Los últimos años de su vida, en medio del campo, á la vista de las inmensas montañas, fueron de bondad y filantropía. Educó á los campesinos, pleiteó y escribió por librarles de las gabelas feudales, estableció riegos y escuelas y expuso su tranquilidad por defender á los Dreyfus de su tiempo. Vivía como un príncipe en Ferney. Habitaba un gracioso palacio en el fondo de un parque, y allí escribía á sus buenos amigos Federico de Prusia y Catalina de Rusia, ó recibía las visitas de todos los grandes señores que pasaban por Suiza.
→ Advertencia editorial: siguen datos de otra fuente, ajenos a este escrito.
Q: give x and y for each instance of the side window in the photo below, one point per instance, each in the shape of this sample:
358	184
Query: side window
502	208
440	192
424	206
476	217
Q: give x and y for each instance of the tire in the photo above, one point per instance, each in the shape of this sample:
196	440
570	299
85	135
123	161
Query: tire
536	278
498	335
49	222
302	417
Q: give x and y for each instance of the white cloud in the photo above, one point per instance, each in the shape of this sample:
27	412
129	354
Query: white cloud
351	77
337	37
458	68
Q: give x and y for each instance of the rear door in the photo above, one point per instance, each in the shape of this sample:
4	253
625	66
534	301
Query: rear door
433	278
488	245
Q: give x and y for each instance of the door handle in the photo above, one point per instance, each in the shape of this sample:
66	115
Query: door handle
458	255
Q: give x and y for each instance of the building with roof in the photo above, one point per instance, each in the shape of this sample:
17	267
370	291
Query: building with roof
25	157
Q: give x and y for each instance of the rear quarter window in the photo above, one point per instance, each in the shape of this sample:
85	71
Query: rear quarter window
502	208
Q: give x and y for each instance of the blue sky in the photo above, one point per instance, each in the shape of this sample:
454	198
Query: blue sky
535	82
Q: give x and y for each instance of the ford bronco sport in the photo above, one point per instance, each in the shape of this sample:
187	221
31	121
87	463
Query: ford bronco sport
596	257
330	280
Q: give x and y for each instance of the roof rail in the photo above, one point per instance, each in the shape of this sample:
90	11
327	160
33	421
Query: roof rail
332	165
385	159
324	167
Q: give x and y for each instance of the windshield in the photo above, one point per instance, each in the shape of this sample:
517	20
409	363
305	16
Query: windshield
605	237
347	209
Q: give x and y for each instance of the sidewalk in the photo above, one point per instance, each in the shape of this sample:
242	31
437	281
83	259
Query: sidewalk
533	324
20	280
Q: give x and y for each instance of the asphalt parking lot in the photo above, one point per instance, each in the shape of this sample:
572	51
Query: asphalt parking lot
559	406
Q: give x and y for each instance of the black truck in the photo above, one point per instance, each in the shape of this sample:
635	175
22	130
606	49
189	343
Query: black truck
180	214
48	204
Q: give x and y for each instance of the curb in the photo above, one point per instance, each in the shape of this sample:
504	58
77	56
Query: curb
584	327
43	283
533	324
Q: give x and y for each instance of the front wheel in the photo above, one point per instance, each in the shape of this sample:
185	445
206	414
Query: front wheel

El palacio de Ferney es hoy una de las peregrinaciones obligatorias de los viajeros que visitan Ginebra. Los salones se conservan como en tiempos de su ilustre dueño, con muebles de estilo rococo y cuadros que recuerdan á los soberanos y las beldades que distinguieron con su amistad al poeta.

En un extremo del parque se eleva una pequeña iglesia de aldea, construída por el impío autor del Diccionario filosófico en sus últimos años.

«Dea erexit Voltaire», dice una dedicatoria grabada en la fachada. Esto, que parece una blasfemia, fué una de tantas humoradas del anciano de Ferney.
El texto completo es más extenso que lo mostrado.